OK, think of it this way. If Lay and Skilling (if you don’t know who these 2 guys are, you probably are a Realtor) made some comment about their wrongdoings, the newspaper could put this either on the front page or the business section because 1. They committed a crime (public) and 2. They ran a company (business). However, if someone like say, Bill Gates made some comment, this would most certainly be in the Business section.

But, just as importantly, you feel slighted that your main cheerleader was shut out from the front page and your rage is uncontainable. You just had to write a letter to the Editor.

In fact, housing in your area is cratering. The warning by the newspaper is their civic duty to notify citizens that they are about to feel a lot poorer if they don’t sell thier homes (a little late if you ask me, but better late than never, right?)

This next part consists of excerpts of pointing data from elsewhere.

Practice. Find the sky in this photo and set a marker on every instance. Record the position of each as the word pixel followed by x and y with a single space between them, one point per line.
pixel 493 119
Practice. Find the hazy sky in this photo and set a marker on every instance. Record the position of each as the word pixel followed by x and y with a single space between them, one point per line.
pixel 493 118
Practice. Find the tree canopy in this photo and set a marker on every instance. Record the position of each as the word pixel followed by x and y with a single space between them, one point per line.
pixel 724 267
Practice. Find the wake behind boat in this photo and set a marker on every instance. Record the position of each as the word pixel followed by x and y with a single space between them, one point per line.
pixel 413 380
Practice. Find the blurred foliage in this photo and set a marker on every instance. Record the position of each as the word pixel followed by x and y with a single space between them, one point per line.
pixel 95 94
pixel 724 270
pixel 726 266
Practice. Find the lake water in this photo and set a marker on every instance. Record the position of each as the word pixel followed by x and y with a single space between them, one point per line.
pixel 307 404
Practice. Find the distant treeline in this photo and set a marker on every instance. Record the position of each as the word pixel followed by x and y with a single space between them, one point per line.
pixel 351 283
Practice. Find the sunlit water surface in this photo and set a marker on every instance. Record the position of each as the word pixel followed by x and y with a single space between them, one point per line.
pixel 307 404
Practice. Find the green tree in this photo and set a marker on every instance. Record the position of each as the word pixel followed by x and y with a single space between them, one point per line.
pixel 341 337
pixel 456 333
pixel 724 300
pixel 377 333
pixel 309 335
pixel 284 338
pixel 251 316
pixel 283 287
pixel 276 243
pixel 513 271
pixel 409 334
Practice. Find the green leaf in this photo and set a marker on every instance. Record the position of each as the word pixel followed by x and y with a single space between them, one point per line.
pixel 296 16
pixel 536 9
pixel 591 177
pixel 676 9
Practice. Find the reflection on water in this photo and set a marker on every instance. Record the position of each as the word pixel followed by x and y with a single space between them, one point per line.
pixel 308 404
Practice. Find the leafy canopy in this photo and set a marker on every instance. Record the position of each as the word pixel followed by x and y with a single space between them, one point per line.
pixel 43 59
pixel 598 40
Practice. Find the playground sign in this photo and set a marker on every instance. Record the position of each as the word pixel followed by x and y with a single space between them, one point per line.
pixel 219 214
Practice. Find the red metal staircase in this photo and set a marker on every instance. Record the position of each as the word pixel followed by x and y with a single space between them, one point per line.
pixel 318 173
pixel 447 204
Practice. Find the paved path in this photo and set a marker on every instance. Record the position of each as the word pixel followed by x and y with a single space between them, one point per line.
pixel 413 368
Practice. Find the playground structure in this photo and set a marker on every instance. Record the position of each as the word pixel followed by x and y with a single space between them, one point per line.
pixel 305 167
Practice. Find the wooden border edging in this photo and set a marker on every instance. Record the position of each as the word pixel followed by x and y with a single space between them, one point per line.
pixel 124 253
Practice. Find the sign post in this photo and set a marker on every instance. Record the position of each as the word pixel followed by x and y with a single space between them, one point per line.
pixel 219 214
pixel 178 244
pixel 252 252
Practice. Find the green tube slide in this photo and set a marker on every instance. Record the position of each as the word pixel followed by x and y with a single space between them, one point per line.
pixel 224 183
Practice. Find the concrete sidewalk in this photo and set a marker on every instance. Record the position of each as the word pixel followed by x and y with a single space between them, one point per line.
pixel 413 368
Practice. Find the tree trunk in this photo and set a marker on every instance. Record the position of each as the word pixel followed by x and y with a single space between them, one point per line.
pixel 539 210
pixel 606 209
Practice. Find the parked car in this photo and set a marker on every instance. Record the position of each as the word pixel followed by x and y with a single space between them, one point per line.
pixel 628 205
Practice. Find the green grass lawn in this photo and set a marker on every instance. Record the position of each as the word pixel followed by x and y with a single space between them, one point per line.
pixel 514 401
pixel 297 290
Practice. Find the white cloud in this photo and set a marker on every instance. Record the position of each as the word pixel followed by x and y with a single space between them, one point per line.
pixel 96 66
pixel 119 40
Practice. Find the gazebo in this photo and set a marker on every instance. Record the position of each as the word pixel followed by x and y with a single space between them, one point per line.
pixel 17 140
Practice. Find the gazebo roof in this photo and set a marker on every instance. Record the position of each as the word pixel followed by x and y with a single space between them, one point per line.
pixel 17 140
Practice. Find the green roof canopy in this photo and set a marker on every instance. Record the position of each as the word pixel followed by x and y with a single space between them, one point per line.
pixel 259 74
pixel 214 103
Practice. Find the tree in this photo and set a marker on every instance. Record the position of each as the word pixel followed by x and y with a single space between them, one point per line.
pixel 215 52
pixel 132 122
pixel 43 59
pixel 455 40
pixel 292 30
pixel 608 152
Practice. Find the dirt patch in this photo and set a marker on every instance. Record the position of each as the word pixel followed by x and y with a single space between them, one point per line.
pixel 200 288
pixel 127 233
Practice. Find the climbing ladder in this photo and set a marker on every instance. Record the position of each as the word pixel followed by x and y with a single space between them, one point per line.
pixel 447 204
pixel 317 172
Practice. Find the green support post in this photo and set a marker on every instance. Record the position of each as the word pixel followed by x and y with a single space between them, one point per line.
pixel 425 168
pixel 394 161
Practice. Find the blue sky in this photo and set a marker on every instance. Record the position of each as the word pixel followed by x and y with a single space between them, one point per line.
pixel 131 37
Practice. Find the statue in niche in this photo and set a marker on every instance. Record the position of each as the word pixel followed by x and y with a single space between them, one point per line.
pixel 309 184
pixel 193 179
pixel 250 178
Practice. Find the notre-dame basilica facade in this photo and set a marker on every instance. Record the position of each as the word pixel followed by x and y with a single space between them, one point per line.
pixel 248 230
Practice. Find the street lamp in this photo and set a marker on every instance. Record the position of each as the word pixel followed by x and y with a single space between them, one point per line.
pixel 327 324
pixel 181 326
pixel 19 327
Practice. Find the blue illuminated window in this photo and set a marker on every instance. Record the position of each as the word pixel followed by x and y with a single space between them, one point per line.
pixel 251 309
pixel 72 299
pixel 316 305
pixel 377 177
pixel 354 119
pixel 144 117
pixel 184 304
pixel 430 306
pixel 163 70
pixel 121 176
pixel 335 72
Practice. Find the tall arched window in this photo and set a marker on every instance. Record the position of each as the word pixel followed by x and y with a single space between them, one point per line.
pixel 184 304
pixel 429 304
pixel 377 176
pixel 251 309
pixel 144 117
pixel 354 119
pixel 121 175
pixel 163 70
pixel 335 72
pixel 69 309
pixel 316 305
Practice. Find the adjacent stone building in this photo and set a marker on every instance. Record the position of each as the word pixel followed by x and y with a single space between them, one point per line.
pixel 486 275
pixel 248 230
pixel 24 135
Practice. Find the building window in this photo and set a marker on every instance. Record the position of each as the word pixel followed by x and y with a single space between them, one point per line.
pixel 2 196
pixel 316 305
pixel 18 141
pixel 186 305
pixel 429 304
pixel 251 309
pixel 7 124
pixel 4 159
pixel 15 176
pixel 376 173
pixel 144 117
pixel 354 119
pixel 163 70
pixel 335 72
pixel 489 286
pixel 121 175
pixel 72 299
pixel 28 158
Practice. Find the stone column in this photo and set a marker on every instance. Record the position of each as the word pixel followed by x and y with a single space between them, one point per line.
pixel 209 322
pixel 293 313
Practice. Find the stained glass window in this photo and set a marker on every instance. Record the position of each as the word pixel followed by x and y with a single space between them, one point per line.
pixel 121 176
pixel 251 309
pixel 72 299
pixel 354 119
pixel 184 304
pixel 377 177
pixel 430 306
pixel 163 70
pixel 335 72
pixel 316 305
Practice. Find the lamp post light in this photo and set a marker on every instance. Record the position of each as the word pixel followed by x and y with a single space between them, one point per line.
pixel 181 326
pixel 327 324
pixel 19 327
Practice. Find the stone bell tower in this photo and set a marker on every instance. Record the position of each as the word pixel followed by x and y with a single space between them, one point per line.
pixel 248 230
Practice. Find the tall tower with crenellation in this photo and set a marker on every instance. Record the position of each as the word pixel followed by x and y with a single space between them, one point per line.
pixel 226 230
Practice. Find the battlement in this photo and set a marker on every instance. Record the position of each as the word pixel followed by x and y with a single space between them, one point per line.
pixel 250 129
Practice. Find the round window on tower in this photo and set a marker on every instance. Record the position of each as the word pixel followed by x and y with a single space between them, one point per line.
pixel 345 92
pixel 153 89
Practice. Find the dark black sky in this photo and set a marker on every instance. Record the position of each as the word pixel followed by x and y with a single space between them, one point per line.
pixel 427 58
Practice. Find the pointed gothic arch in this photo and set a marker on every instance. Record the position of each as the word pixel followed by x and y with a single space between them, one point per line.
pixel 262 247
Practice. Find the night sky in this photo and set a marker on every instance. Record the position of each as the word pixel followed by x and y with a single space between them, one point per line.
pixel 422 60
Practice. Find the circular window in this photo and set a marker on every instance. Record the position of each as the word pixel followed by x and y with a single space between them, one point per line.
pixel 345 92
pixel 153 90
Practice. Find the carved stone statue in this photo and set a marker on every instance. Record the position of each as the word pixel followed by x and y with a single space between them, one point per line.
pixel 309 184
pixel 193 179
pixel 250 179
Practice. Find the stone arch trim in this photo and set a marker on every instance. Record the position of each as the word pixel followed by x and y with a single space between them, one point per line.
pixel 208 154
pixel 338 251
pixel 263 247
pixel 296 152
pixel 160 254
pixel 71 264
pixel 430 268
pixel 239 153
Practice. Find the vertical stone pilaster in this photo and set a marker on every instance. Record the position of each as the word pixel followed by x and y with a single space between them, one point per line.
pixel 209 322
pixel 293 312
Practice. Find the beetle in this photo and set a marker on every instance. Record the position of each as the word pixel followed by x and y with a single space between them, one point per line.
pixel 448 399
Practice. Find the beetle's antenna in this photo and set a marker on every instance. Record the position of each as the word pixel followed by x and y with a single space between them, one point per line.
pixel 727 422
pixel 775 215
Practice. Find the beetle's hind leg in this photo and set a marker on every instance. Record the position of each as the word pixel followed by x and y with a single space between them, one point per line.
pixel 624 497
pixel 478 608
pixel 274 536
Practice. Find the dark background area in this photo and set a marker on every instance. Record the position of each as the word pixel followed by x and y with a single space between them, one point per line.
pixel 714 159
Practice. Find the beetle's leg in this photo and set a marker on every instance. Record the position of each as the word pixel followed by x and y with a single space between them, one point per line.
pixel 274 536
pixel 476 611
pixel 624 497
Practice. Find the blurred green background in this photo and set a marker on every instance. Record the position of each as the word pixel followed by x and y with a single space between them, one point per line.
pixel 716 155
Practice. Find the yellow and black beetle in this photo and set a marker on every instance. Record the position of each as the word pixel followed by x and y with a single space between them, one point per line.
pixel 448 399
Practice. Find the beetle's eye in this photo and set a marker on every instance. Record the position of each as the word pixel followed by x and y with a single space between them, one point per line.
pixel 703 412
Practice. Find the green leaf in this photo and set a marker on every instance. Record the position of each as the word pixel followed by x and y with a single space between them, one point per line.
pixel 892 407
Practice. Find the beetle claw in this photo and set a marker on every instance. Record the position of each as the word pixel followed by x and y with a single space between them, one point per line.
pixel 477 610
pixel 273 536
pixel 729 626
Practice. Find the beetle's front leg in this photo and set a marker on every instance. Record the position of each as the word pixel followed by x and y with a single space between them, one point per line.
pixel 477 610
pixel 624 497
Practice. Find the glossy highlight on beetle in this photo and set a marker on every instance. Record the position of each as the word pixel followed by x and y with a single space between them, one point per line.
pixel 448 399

Unfortunately, by writing the letter, you have shown your true colors, you are a realtor. Nobody outside of your group gives a rat’s ass about what Mr. Lereah has to say. He’s an idiot, and how you and your fellow realtors continue to support him despite what the facts say shows how truly uninformed you really are. You see, in the world of Realtors, titles are self-assuming. If I want to call myself an “Expert”, all I have to do is start using it with my name as if it were a title. The same goes for Economist. Does he actually publish scholarly articles or defend complex economic models? No, but he has called himself an economist regardless. I would recommend if you want to change your profession or abilities, just start referring to yourself as a brain surgeon or something along the lines. It works in the land of Realtors, so why wouldn’t it work for you too?

After all is said and done, if your market were as strong as you really say it is, the market fundamentals will stand on their own. The fact that you need a mania just to support the current prices you have doesn’t mean that when the euphoria wears off that people won’t be packing the exits. We already see that with inventory numbers all over the place; record highs for ALL TIME, and we haven’t even seen any price weakness yet… just wait, it’s coming.

True economists know that market clearing prices based on fundamentals will support themselves through bad press, those that are based on fads do not. Are you now suggesting that this time is different? Because if that’s true, we have some Pets.com stock to sell you too.